Le verdict du dossier FRIVAO ne clôt pas seulement un procès. Il place désormais la question de la réparation des victimes au centre d’un autre débat : que deviennent les fonds destinés à réparer les préjudices lorsque leur gestion devient elle-même l’objet d’une condamnation judiciaire ? La Cour de cassation a rendu son arrêt ce vendredi 18 septembre 2026, condamnant Constant Mutamba à dix ans de travaux forcés et Chançard Bolukola à sept ans.
Deux condamnations qui donnent une dimension particulière à un dossier portant sur des fonds censés réparer des Congolais victimes des activités illicites de l’Ouganda en RDC. Au cœur du dossier, plusieurs décaissements jugés irréguliers par la justice.
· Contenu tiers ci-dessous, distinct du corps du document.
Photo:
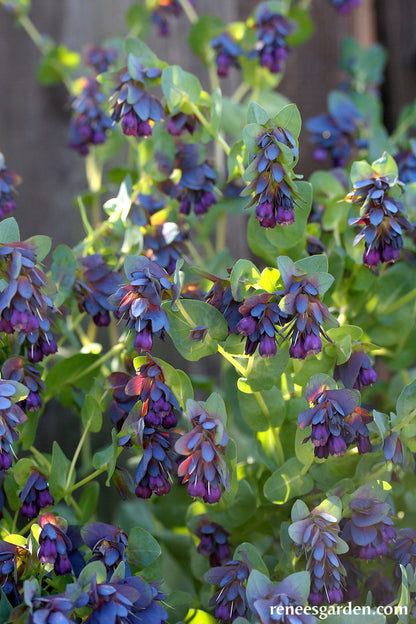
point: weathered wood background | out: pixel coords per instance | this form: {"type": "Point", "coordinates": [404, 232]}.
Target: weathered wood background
{"type": "Point", "coordinates": [34, 119]}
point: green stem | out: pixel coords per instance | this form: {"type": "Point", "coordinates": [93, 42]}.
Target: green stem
{"type": "Point", "coordinates": [86, 480]}
{"type": "Point", "coordinates": [204, 122]}
{"type": "Point", "coordinates": [189, 11]}
{"type": "Point", "coordinates": [77, 452]}
{"type": "Point", "coordinates": [240, 92]}
{"type": "Point", "coordinates": [275, 431]}
{"type": "Point", "coordinates": [239, 367]}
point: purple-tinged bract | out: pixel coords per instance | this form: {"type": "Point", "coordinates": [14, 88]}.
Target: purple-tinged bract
{"type": "Point", "coordinates": [227, 53]}
{"type": "Point", "coordinates": [89, 123]}
{"type": "Point", "coordinates": [272, 29]}
{"type": "Point", "coordinates": [214, 542]}
{"type": "Point", "coordinates": [139, 301]}
{"type": "Point", "coordinates": [93, 286]}
{"type": "Point", "coordinates": [204, 470]}
{"type": "Point", "coordinates": [8, 180]}
{"type": "Point", "coordinates": [35, 495]}
{"type": "Point", "coordinates": [230, 600]}
{"type": "Point", "coordinates": [22, 371]}
{"type": "Point", "coordinates": [261, 317]}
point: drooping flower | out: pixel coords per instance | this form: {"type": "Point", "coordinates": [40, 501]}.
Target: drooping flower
{"type": "Point", "coordinates": [35, 495]}
{"type": "Point", "coordinates": [196, 185]}
{"type": "Point", "coordinates": [89, 123]}
{"type": "Point", "coordinates": [93, 286]}
{"type": "Point", "coordinates": [227, 53]}
{"type": "Point", "coordinates": [132, 105]}
{"type": "Point", "coordinates": [357, 372]}
{"type": "Point", "coordinates": [221, 297]}
{"type": "Point", "coordinates": [121, 403]}
{"type": "Point", "coordinates": [317, 534]}
{"type": "Point", "coordinates": [180, 122]}
{"type": "Point", "coordinates": [370, 529]}
{"type": "Point", "coordinates": [302, 303]}
{"type": "Point", "coordinates": [163, 12]}
{"type": "Point", "coordinates": [383, 217]}
{"type": "Point", "coordinates": [18, 369]}
{"type": "Point", "coordinates": [54, 544]}
{"type": "Point", "coordinates": [406, 162]}
{"type": "Point", "coordinates": [205, 470]}
{"type": "Point", "coordinates": [164, 244]}
{"type": "Point", "coordinates": [25, 307]}
{"type": "Point", "coordinates": [107, 543]}
{"type": "Point", "coordinates": [394, 449]}
{"type": "Point", "coordinates": [11, 416]}
{"type": "Point", "coordinates": [272, 603]}
{"type": "Point", "coordinates": [230, 600]}
{"type": "Point", "coordinates": [345, 6]}
{"type": "Point", "coordinates": [272, 29]}
{"type": "Point", "coordinates": [8, 180]}
{"type": "Point", "coordinates": [336, 133]}
{"type": "Point", "coordinates": [139, 301]}
{"type": "Point", "coordinates": [159, 406]}
{"type": "Point", "coordinates": [331, 434]}
{"type": "Point", "coordinates": [156, 466]}
{"type": "Point", "coordinates": [261, 318]}
{"type": "Point", "coordinates": [274, 152]}
{"type": "Point", "coordinates": [99, 59]}
{"type": "Point", "coordinates": [214, 542]}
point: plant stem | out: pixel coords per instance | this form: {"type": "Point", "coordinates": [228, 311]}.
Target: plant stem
{"type": "Point", "coordinates": [86, 480]}
{"type": "Point", "coordinates": [204, 122]}
{"type": "Point", "coordinates": [239, 367]}
{"type": "Point", "coordinates": [189, 11]}
{"type": "Point", "coordinates": [77, 452]}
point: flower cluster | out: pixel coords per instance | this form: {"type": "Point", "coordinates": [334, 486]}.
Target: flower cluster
{"type": "Point", "coordinates": [270, 603]}
{"type": "Point", "coordinates": [204, 469]}
{"type": "Point", "coordinates": [221, 297]}
{"type": "Point", "coordinates": [159, 405]}
{"type": "Point", "coordinates": [227, 53]}
{"type": "Point", "coordinates": [132, 105]}
{"type": "Point", "coordinates": [370, 529]}
{"type": "Point", "coordinates": [11, 416]}
{"type": "Point", "coordinates": [333, 429]}
{"type": "Point", "coordinates": [272, 29]}
{"type": "Point", "coordinates": [162, 13]}
{"type": "Point", "coordinates": [357, 372]}
{"type": "Point", "coordinates": [406, 162]}
{"type": "Point", "coordinates": [35, 495]}
{"type": "Point", "coordinates": [317, 534]}
{"type": "Point", "coordinates": [139, 301]}
{"type": "Point", "coordinates": [307, 313]}
{"type": "Point", "coordinates": [230, 600]}
{"type": "Point", "coordinates": [121, 403]}
{"type": "Point", "coordinates": [18, 369]}
{"type": "Point", "coordinates": [8, 180]}
{"type": "Point", "coordinates": [195, 187]}
{"type": "Point", "coordinates": [93, 287]}
{"type": "Point", "coordinates": [345, 6]}
{"type": "Point", "coordinates": [107, 543]}
{"type": "Point", "coordinates": [24, 305]}
{"type": "Point", "coordinates": [54, 544]}
{"type": "Point", "coordinates": [382, 216]}
{"type": "Point", "coordinates": [335, 133]}
{"type": "Point", "coordinates": [213, 542]}
{"type": "Point", "coordinates": [89, 123]}
{"type": "Point", "coordinates": [99, 59]}
{"type": "Point", "coordinates": [258, 325]}
{"type": "Point", "coordinates": [165, 244]}
{"type": "Point", "coordinates": [274, 152]}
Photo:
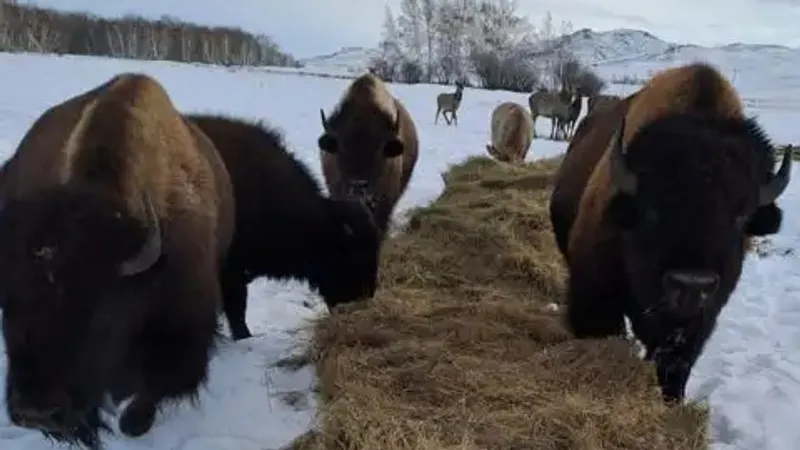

Le ministère public avait évoqué des opérations financières dépassant les 20 millions de dollars, liées à la gestion du Fonds de réparation et d’indemnisation des victimes des activités illicites de l’Ouganda.
Certaines opérations citées au cours de la procédure concernaient notamment des montants versés à différentes structures et projets. Mais l’enjeu dépasse désormais les seuls prévenus. Car le FRIVAO n’est pas un fonds ordinaire : il porte une promesse de réparation. Les ressources qu’il abrite sont liées aux indemnités destinées aux victimes congolaises des violences et exactions attribuées à l’Ouganda. Dès lors, chaque dollar contesté prend une portée particulière : derrière les chiffres, il y a des victimes qui attendent réparation.
La Cour de cassation a ordonné la mainlevée sur 14 millions de dollars et leur retour dans le compte du FRIVAO. Elle a également condamné les deux prévenus à verser 300 000 dollars de dommages et intérêts au fonds. Ces décisions financières donnent au verdict une seconde dimension : au-delà de la sanction des personnes condamnées, la justice cherche aussi à rétablir les ressources du mécanisme d’indemnisation.
Autre élément significatif : les condamnations ne s’arrêtent pas aux travaux forcés. Les deux hommes sont privés, pendant cinq ans, de leurs droits de vote et d’éligibilité et interdits d’accès aux fonctions publiques. La Cour les prive également du bénéfice de la réhabilitation et de la libération conditionnelle, selon les comptes rendus du verdict.
Le contraste est également notable entre les réquisitions et la décision finale. En août, le ministère public avait requis 15 ans de travaux forcés contre chacun des deux prévenus. La Cour a finalement retenu dix ans pour Constant Mutamba et sept ans pour Chançard Bolukola.
Constant Mutamba, de son côté, avait rejeté les accusations et contesté la régularité de la procédure, dénonçant notamment une affaire à caractère politique. Ces positions font partie de la défense développée durant le procès ; le verdict rendu vendredi constitue, à ce stade, la décision de la Cour de cassation sur les faits qui lui étaient soumis.
L’affaire FRIVAO laisse donc une question essentielle au-delà du sort judiciaire des deux condamnés : comment garantir que l’argent destiné aux victimes atteigne effectivement ceux pour lesquels il a été mobilisé ? C’est peut-être là que se trouve la véritable portée de ce procès. Car lorsque la réparation devient elle-même l’objet d’une bataille judiciaire, la confiance des victimes dans l’État et dans ses mécanismes de justice devient un enjeu aussi important que les montants inscrits dans les comptes.